Many employees don’t come forward because of a well founded fear of retaliation. Employees concerned about retaliation for whistleblowing should be aware of a very important tool at their disposal: the legal system. When a lawsuit is filed in court, the case becomes accessible to the public. Consequently, this creates greater awareness of the issues presented by the employee. Litigation can spark the public’s desire for more information. For one, media outlets tend to pay special attention to lawsuits filed against companies that are known to conduct themselves in a way that negatively influences the public, or public agencies that are not acting for the public good. Public issues and employees’ workplace complaints have become so entwined that there is a greater desire by the public and media for information that is applicable to the community at large. Simply put, the greater the awareness of these issues, the better for the complaining employee and the public.

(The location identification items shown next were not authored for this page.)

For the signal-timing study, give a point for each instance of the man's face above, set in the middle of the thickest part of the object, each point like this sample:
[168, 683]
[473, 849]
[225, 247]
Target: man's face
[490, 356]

Employees can face obstacles in litigation.

Many employees sign arbitration agreements as part of a routine and non-negotiable hiring package. Once an employee signs an arbitration agreement they agree all disputes will be resolved in a private forum where the public cannot access information related to the case. This also means the employee is forced to arbitrate and denied their constitutional right to a jury trial. Earlier in the year Public Employees Legal, LLP participated in lobbying with the Consumer Attorneys of California to end forced arbitration.

Finally, an employee may find it difficult to secure future employment if their complaints against a former employer become widely disseminated and on the radar of potential employers.

A recent example of this occurred when an ex-employee of Bird, the popular electric scooter company that has emerged in major cities across the nation, claimed that his employers told him to ignore issues with the scooters such as loose handlebars and missing screws, and to allow public riders to use these scooters on the streets despite the potential serious injury to riders and pedestrians alike.

The employee raised these concerns to the company, specifically noting the harm to the public. As a result, Bird fired the employee. The employee was able to secure an employment offer at another scooter company, but after a news article aired reflecting the ex-Bird employee speaking out about his safety concerns, the company rescinded their offer.

California law offers many protections to whistleblowers and currently there is a noticeably amplified interest by the public and media in safety and health issues raised by employees.